Sesuatu yang semula remeh dan tak diperhitungkan, jika media mengggarapnya, bisa menjadi perhatian yang mengguncangkan sekaligus menguras pikiran bagi yang tidak sependapat.
DALAM SEBUAH DEMOKRASI yang ideal dikenal adanya konsep ruang publik. Ruang publik ini memberi tempat dan kesempatan berbagai elemen masyarakat untuk bersilang pendapat tentang masalah yang menyangkut kepentingan publik. Setiap warga, siapapun dia, dengan demikian, memiliki kebebasan untuk bukan hanya mendengar namun juga menyuarakan pendapat.
Maka, demi menyempurnakan demokrasi, setiap media senantiasa mempunyai rubrik semacam surat pembaca. Namun, rubrik ini beroperasi dengan lapisan-lapisan penyaring yang lumayan ketat sehingga hanya berpotensi memperlemah keinginan publik dalam keaktifan berpendapat. Bayangkan, mereka harus menyertakan identitas pribadi yang masih berlaku, harus menulis dengan format yang tertentu, menyertakan tanda tangan, atau mengikuti segenap persyaratan lain yang ditetapkan media yang harus dipenuhi. Dan setelah segenap prosedur itu dilalui, komentar itu bisa jadi cuma dibaca oleh sekretaris redaksi yang mungkin bahkan tak meneruskannya kepada siapa-siapa dengan alasan ‘terlalu banyak surat senada yang masuk’.

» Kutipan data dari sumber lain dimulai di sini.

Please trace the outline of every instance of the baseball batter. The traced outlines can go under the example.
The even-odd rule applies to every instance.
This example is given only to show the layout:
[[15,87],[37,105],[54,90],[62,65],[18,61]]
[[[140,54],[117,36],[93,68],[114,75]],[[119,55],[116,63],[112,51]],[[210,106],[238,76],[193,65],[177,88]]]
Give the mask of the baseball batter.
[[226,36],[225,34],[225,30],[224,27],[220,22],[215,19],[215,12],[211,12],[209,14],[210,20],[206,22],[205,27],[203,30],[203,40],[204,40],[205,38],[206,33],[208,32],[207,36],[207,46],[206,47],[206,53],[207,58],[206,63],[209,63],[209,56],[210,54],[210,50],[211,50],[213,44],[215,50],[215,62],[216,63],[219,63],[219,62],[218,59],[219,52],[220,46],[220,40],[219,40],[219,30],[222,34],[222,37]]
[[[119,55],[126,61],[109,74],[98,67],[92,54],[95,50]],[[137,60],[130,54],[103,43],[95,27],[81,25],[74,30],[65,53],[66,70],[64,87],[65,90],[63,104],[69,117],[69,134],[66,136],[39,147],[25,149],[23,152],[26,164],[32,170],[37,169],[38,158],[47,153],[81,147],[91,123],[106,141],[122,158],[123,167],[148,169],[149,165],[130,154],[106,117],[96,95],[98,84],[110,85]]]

Media juga kadang berusaha mengangkat pendapat masyarakat dengan mewawancarai secara acak warga kebanyakan tentang isu yang baru bekembang. Tapi kita tahu bahwa para jurnalis acapkali sangat selektif dalam menentukan siapa yang akan diwawancari. Penyakit yang sama terjadi pada jajak pendapat yang banyak dilakukan media akhir-akhir ini. Bahkan nampaknya ada semacam kecenderungan bahwa polling-polling yang meminta masyarakat untuk berpartisipasi sudah mengalami proses politisasi oleh mereka-mereka yang terlibat kontroversi itu. Ketika perselisihan soal RUU Sisdiknas menghangat, sebuah surat kabar meminta pembacanya untuk menyatakan sikap soal RUU tersebut. Di hari-hari pertama, hasil polling menunjukkan betapa tinggginya dukungan terhadap salah satu kubu. Namun menjelang ditutup, dengan segera terlihat adanya semacam mobilisasi massa tandingan untuk memperkokoh kubu yang lain.
Publik mengakui bahwa eksistensi media adalah berlaku jujur dan tidak memihak siapa pun sekaligus bersikap adil dalam menyampaikan pemberitaan yang mengarah pada suatu kasus. Sayangnya, meski media telah memahami dan juga mengakui komitmen ini, toh dalam praktiknya tidak jarang egoisme jurnalistik muncul. Kasus pemberitaan STPDN merupakan contoh nyata. Di sini, opini publik benar-benar ditentukan dan dikendalikan oleh media.
Pada titik ini, media masssa pada akhirnya tidak bisa terlalu diharapkan menjadi penjamin keberlangsungan ruang publik karena satu hal sederhana: mereka sudah menjadi semakin dikuasai oleh kepentingan–kepentingan lain di luar kepentingan demokrasi.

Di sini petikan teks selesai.